Abstract
Image Classification is an important task within the field of computer vision. Image classification refers to the labelling of images into one of a number of predefined categories. Classification includes image sensors, image pre-processing, object detection, object segmentation, feature extraction and object classification. Image classification is an important and challenging task in various application domains, including biomedical imaging, biometry, video surveillance, vehicle navigation, industrial visual inspection, robot navigation, and remote sensing. Many Machine Learning and Deep Learning classification techniques like Artificial Neural Network(ANN), Decision Tree(DT), Support Vector Machine(SVM) ,Convolutional Neural Network(CNN), ResNet etc. have been developed for image classification. In this survey various Machine Learning and Deep Learning classification techniques are applied on various types of datasets. Machine learning algorithms generally give efficient and accurate result when applied on lighter datasets where as for heavier datasets Deep Learning algorithms are used.

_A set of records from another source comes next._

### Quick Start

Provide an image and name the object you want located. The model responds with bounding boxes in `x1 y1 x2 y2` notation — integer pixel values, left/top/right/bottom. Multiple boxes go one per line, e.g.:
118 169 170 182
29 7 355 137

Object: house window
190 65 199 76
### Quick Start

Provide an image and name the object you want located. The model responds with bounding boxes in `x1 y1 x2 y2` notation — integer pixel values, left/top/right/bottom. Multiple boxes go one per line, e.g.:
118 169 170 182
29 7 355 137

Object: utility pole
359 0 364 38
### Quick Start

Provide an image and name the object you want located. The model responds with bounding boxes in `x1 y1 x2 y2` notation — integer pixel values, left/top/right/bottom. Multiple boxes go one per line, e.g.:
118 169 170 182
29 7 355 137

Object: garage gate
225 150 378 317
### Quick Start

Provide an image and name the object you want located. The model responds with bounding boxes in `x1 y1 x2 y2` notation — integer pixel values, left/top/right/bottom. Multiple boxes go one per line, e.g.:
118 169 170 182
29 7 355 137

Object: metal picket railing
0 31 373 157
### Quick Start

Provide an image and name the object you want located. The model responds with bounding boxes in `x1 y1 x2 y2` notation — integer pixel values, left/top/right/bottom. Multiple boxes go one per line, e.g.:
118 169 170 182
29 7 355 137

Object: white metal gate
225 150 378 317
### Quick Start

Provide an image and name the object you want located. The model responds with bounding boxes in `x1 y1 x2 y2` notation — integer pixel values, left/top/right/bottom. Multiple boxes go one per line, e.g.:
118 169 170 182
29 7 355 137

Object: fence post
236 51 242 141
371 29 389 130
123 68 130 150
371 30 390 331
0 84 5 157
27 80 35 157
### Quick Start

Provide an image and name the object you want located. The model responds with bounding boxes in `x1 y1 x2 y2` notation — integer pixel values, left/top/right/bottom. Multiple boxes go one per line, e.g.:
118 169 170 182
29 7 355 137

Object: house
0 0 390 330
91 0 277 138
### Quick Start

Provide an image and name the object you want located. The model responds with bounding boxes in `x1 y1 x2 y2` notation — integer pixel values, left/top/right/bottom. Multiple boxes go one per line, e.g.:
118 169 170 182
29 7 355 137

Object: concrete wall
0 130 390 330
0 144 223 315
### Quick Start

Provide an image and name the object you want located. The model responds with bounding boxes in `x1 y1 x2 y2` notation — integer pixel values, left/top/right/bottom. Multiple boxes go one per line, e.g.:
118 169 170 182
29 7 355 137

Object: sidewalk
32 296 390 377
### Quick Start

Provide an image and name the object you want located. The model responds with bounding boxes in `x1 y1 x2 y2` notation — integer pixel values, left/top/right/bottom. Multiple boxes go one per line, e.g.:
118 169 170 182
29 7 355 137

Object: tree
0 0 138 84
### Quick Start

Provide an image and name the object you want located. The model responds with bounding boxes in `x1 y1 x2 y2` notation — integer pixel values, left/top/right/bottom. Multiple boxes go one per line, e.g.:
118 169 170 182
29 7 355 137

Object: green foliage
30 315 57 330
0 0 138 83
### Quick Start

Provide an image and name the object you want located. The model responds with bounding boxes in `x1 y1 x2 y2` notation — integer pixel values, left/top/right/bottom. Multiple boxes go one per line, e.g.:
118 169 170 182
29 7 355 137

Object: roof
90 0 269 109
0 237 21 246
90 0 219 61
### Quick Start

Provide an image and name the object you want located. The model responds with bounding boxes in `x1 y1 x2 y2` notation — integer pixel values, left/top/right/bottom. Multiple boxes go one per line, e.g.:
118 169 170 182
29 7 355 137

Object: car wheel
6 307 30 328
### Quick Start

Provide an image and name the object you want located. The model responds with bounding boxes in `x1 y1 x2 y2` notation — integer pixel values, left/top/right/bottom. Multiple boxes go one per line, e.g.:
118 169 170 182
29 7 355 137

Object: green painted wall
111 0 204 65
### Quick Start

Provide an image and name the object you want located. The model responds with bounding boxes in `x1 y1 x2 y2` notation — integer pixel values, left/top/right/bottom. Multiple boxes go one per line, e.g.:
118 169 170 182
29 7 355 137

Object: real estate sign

In our survey we will analyze the algorithms like ResNet, convolutional neural network(CNN), Bagging, Bayesian, Decision trees(ID3), Support vector machines, Discriminant Analysis, Nearest Neighbors, Neural network, Random forests by applying them on various datasets to check if the algorithms provide the accurate result as expected. By doing the comparison of the accuracy obtained by applying all the algorithms on a particular dataset we get to know the most efficient algorithm that can be applied on that particular dataset for image classification. We also try to increase the size of the dataset and apply the algorithm to check if the algorithm performs as predicted, this is considered as critical analysis of the algorithm. Suppose an algorithm does not provide the predicted accuracy, we tweak the parameters that led to the decrease in the accuracy, this is considered as optimization of algorithms.